Amanda Belue ’15
As many of my colleagues, I began the summer in a frenzied state of research and data collection in an attempt to try and get a grasp on the enormity of my subject matter. It wasn’t long before I found myself knee-high in research but even more confused on how I was going to connect the dots between social media, content collection, and memorials/memorial museums. During one of my thesis meetings during the summer, I lamented over my problems to my Advisor, wondering what or whom I could find that would help me connect all the pieces that I had thus collected. My Advisor promptly suggested I get in contact with Dr. Nancy Proctor, Deputy Director of Digital Experience at the Baltimore Museum of Art. The conversations that followed culminated in my most important thesis revelation.
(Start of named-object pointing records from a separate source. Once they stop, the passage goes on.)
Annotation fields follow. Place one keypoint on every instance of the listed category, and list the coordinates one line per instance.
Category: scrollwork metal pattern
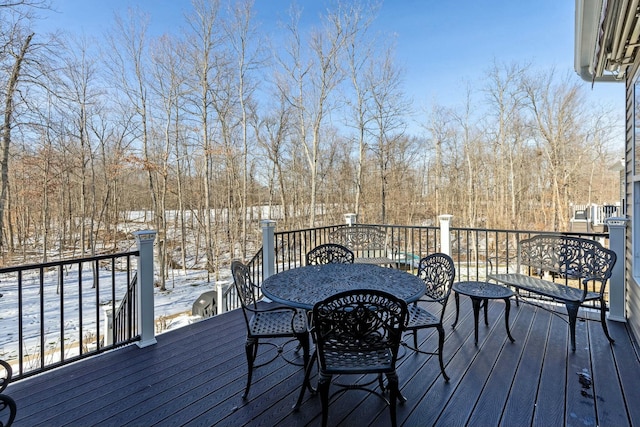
(330, 253)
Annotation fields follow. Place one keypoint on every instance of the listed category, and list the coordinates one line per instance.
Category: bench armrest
(510, 263)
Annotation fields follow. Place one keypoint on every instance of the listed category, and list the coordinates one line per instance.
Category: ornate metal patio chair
(357, 332)
(438, 272)
(264, 322)
(8, 407)
(330, 253)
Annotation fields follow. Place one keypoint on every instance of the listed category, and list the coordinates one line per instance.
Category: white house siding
(633, 288)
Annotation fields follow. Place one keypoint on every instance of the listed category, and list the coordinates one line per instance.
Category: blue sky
(443, 46)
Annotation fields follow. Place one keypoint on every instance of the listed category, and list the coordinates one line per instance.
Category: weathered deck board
(196, 375)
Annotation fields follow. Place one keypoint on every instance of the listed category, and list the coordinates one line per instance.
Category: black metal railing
(58, 312)
(124, 321)
(475, 251)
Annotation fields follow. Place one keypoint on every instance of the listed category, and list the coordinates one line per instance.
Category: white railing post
(268, 247)
(617, 284)
(146, 321)
(350, 219)
(219, 298)
(445, 235)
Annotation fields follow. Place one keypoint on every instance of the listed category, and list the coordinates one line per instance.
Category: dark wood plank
(196, 376)
(608, 396)
(580, 408)
(490, 406)
(549, 409)
(520, 404)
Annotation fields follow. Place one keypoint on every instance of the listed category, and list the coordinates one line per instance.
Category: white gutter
(588, 27)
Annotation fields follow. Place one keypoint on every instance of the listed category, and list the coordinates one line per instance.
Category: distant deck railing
(475, 251)
(78, 308)
(58, 312)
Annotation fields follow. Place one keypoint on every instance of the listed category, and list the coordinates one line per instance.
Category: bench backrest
(571, 257)
(363, 240)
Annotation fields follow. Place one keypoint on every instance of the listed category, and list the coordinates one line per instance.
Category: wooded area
(219, 117)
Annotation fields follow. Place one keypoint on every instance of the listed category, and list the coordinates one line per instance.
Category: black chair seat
(421, 318)
(266, 320)
(277, 323)
(438, 273)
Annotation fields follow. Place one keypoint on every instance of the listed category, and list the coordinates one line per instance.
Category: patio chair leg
(394, 395)
(323, 388)
(440, 348)
(603, 320)
(572, 311)
(251, 349)
(306, 383)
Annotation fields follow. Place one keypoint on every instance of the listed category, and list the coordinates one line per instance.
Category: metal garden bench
(577, 261)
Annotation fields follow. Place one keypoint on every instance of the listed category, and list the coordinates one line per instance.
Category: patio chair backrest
(438, 272)
(360, 321)
(330, 253)
(246, 289)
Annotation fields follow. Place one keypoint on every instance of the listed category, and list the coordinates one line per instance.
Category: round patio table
(480, 293)
(304, 286)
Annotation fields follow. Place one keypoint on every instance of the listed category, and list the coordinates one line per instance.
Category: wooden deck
(195, 376)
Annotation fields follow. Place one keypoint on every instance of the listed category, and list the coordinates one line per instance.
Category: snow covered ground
(60, 301)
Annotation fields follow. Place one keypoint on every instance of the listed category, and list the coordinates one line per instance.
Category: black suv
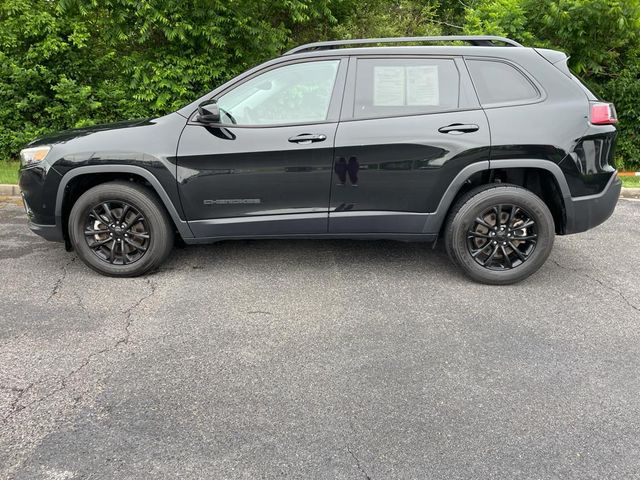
(494, 146)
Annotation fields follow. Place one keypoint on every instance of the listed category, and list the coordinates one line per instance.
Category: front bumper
(38, 186)
(584, 213)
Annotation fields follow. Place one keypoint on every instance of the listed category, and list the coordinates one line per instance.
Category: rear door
(409, 125)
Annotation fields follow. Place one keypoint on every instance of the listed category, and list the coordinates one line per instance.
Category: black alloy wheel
(120, 229)
(117, 232)
(499, 233)
(502, 237)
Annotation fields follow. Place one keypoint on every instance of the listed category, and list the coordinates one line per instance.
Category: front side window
(295, 93)
(409, 86)
(499, 82)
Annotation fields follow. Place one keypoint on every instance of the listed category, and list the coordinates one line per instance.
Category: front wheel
(499, 234)
(120, 229)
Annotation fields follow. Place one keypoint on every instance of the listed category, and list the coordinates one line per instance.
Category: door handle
(305, 138)
(459, 128)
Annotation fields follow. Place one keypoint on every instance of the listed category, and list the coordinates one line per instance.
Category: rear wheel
(499, 234)
(120, 229)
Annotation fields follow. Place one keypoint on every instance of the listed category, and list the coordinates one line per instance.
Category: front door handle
(458, 128)
(308, 138)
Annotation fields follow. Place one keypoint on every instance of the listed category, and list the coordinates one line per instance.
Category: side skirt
(403, 237)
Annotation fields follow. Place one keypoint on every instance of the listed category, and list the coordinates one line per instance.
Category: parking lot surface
(320, 359)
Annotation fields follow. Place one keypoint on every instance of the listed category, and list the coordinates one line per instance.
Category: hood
(66, 135)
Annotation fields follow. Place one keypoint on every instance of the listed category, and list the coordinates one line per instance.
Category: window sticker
(422, 85)
(388, 86)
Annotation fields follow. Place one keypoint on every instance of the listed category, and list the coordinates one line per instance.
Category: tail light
(603, 114)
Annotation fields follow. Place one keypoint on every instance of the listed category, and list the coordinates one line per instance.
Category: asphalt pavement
(320, 360)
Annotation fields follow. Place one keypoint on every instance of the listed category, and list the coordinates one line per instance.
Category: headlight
(29, 156)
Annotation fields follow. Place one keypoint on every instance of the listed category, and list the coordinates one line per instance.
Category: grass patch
(630, 182)
(9, 172)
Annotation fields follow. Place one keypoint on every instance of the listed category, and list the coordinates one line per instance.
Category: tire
(520, 241)
(139, 248)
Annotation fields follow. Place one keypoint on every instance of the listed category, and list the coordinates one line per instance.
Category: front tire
(120, 229)
(499, 234)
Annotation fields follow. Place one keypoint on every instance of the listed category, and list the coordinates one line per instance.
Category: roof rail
(476, 40)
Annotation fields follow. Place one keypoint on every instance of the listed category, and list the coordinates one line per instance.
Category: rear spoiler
(559, 60)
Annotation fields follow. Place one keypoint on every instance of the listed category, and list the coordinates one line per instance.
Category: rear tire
(503, 251)
(120, 229)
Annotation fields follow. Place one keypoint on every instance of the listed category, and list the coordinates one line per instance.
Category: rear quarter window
(499, 82)
(405, 86)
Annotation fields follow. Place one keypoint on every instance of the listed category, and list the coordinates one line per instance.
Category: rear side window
(410, 86)
(499, 82)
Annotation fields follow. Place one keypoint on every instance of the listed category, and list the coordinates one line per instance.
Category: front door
(266, 168)
(410, 124)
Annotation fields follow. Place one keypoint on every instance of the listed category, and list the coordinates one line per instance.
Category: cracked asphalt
(323, 360)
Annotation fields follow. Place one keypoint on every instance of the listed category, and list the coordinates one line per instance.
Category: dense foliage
(69, 63)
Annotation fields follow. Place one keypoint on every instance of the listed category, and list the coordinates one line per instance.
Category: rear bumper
(584, 213)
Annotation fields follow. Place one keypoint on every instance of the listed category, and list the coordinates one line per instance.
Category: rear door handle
(458, 128)
(308, 138)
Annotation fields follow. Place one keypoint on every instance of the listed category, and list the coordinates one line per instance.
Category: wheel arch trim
(436, 219)
(181, 225)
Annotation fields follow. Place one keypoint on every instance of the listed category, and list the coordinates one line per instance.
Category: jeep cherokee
(493, 146)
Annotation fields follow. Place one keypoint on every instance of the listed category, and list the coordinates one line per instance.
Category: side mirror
(208, 112)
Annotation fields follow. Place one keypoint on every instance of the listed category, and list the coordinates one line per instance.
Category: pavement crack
(357, 460)
(581, 273)
(128, 313)
(16, 406)
(58, 285)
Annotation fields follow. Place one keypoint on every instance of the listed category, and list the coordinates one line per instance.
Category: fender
(436, 219)
(181, 225)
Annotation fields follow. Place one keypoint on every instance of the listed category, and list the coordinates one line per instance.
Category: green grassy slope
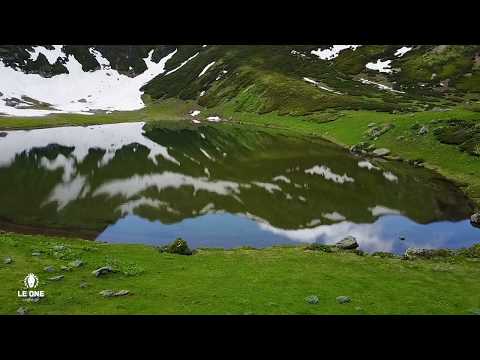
(241, 281)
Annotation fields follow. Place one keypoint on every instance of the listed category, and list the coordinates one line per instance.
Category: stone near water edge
(102, 271)
(343, 299)
(22, 311)
(49, 269)
(122, 293)
(348, 243)
(107, 293)
(381, 152)
(413, 253)
(475, 219)
(76, 263)
(423, 131)
(312, 300)
(56, 278)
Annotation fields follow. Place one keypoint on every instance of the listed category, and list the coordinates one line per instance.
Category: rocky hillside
(288, 79)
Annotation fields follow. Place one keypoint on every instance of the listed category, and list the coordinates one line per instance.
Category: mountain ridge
(288, 79)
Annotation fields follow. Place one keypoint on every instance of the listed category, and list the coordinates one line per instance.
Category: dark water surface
(222, 186)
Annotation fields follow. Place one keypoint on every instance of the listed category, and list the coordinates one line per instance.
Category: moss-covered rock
(179, 246)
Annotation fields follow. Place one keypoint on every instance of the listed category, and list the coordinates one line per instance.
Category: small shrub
(471, 252)
(179, 246)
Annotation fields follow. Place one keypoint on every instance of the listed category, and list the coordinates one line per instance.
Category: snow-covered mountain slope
(296, 79)
(77, 90)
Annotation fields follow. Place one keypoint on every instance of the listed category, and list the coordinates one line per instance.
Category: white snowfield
(78, 91)
(380, 66)
(205, 69)
(332, 52)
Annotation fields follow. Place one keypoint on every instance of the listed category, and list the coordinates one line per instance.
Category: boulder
(122, 293)
(312, 300)
(49, 269)
(348, 243)
(475, 219)
(343, 299)
(56, 278)
(423, 131)
(112, 293)
(107, 293)
(76, 263)
(381, 152)
(102, 271)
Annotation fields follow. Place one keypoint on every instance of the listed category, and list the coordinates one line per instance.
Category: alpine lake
(221, 186)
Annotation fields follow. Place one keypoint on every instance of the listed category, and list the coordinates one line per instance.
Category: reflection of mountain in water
(90, 177)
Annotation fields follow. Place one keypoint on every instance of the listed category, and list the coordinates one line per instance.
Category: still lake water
(221, 186)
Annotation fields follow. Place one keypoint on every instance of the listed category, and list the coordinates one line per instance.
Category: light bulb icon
(31, 281)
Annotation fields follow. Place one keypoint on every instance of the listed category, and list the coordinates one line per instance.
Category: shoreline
(276, 280)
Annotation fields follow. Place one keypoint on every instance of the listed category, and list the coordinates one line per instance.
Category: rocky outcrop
(349, 243)
(475, 219)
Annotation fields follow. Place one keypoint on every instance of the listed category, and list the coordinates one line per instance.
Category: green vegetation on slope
(348, 128)
(241, 281)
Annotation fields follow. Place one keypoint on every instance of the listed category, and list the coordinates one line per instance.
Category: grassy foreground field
(242, 281)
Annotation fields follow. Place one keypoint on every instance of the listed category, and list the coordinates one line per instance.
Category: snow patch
(78, 91)
(205, 69)
(332, 52)
(380, 66)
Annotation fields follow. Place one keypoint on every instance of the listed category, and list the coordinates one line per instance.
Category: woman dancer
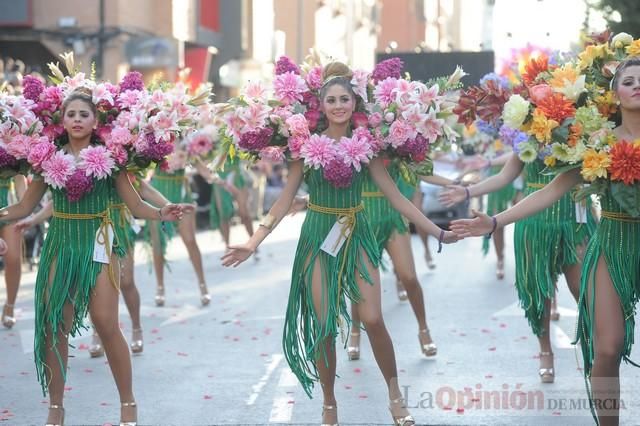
(69, 280)
(13, 257)
(321, 282)
(611, 270)
(545, 245)
(175, 187)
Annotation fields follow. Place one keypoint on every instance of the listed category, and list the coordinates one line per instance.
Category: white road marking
(257, 388)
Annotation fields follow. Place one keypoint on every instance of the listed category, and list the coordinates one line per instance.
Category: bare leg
(608, 345)
(187, 231)
(158, 261)
(103, 308)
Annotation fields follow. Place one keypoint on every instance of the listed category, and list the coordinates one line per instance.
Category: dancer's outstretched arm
(25, 206)
(239, 253)
(403, 205)
(457, 194)
(534, 203)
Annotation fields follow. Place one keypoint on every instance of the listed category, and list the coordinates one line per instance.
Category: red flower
(625, 162)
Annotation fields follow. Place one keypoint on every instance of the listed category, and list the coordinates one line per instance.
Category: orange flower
(575, 131)
(625, 162)
(534, 67)
(557, 107)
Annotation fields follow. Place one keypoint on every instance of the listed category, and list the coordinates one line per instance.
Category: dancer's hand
(171, 212)
(299, 204)
(481, 224)
(237, 254)
(24, 224)
(452, 195)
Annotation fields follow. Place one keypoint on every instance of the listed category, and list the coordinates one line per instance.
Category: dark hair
(627, 63)
(80, 94)
(336, 73)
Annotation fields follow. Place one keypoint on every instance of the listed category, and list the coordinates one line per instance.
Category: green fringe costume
(304, 331)
(544, 244)
(67, 272)
(221, 209)
(616, 239)
(383, 218)
(175, 188)
(498, 202)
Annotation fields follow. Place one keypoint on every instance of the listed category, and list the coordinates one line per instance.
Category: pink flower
(375, 119)
(295, 145)
(199, 144)
(298, 125)
(314, 78)
(273, 153)
(355, 151)
(384, 92)
(39, 152)
(96, 161)
(57, 169)
(359, 82)
(400, 131)
(318, 151)
(289, 87)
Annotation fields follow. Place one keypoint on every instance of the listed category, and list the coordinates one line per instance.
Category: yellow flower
(634, 48)
(541, 126)
(592, 53)
(594, 165)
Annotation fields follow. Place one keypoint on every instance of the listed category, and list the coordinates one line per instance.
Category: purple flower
(387, 68)
(132, 81)
(285, 64)
(256, 140)
(6, 159)
(32, 87)
(78, 184)
(338, 173)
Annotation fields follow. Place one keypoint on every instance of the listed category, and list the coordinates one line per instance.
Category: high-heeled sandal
(96, 350)
(8, 320)
(500, 269)
(325, 409)
(353, 350)
(159, 296)
(547, 374)
(129, 423)
(137, 345)
(57, 407)
(427, 346)
(401, 420)
(402, 292)
(205, 298)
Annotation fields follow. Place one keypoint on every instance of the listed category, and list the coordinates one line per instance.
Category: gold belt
(375, 194)
(102, 237)
(620, 217)
(536, 185)
(346, 232)
(126, 217)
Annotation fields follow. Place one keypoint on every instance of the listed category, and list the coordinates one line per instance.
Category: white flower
(515, 111)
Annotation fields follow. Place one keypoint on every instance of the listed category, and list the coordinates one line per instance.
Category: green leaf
(628, 196)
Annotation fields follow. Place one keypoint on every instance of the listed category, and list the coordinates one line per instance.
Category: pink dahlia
(387, 68)
(355, 151)
(96, 161)
(314, 78)
(338, 173)
(285, 65)
(289, 87)
(78, 185)
(318, 151)
(383, 93)
(57, 169)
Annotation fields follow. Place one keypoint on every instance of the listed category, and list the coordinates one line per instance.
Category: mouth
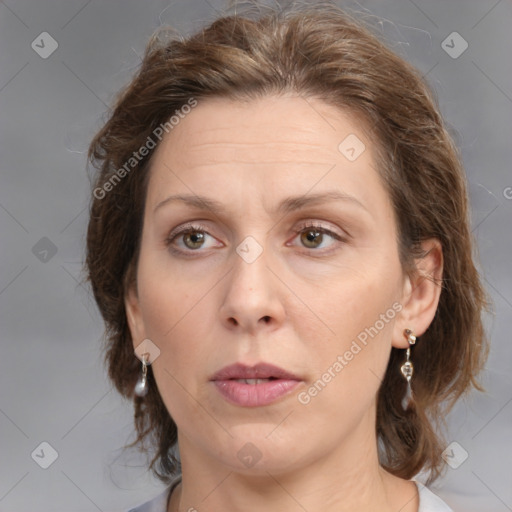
(254, 386)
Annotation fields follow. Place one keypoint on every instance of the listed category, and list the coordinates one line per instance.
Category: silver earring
(141, 388)
(407, 369)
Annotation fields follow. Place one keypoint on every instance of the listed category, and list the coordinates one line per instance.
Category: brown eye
(312, 238)
(193, 239)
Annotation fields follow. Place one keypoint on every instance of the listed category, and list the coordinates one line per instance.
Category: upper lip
(258, 371)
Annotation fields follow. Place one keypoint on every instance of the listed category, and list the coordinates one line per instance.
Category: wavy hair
(320, 52)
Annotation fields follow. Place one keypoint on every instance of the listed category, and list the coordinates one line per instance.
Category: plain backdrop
(61, 62)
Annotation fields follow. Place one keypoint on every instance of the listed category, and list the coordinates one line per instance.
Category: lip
(254, 395)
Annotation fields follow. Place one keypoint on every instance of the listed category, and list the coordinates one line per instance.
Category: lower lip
(255, 395)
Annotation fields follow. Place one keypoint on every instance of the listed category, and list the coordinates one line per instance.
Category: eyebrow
(288, 205)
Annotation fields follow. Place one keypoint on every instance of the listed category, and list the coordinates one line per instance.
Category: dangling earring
(407, 369)
(141, 388)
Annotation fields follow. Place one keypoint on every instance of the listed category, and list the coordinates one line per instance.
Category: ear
(420, 294)
(134, 315)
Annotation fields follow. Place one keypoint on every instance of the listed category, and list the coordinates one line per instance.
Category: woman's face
(269, 242)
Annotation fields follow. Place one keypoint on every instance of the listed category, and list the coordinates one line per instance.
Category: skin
(298, 305)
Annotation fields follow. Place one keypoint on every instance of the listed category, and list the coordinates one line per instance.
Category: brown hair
(318, 52)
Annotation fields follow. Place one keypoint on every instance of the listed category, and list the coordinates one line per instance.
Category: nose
(252, 301)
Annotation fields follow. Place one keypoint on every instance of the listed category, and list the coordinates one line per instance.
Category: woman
(279, 230)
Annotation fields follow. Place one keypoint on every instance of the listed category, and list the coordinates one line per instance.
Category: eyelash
(192, 228)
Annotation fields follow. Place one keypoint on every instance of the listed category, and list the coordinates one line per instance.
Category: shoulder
(429, 502)
(159, 503)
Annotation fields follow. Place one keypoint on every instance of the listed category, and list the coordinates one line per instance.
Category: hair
(319, 52)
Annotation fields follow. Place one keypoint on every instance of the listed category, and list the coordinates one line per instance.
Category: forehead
(288, 143)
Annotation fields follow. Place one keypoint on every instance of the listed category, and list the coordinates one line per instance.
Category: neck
(346, 479)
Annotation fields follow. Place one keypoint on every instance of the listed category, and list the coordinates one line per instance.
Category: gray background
(53, 385)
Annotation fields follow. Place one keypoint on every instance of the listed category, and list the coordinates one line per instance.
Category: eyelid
(192, 226)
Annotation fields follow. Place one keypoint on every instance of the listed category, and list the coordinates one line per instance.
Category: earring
(141, 388)
(407, 369)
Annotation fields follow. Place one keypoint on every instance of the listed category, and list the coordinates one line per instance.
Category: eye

During my interactions with Dr. Proctor she kindly shared many documents with me. One of these, a document on the future of mobile technology in museums, included the idea of a museum as a distributed network in which knowledge is discovered in interactions and intersections rather then disseminated outward from a central location. Meaning, there is no central point that is considered the origin of information. That was my AH-HAH moment, stumbling across a different model of distributing information in a museum setting.
|Distributed Network Model
Pre-Nancy (as I’ve dubbed the time period) I was getting bogged down in the research details, unable to see how the big picture truly connected; how these informal social connections can lead to understandable and collection worthy content within a memorial setting.
Fortunately, for my thesis, Dr. Proctor’s work primarily focuses on creating mobile content for museum through applications and downloadable software. Now the task at hand is to find a way to work through the current multi-platform museum model toward a distributed network model in a museum’s use of social media.Through this thesis revelation, I’ve stumbled upon a whole new nest of information that I’m currently weeding through and tying up the loose ends of this Masters thesis.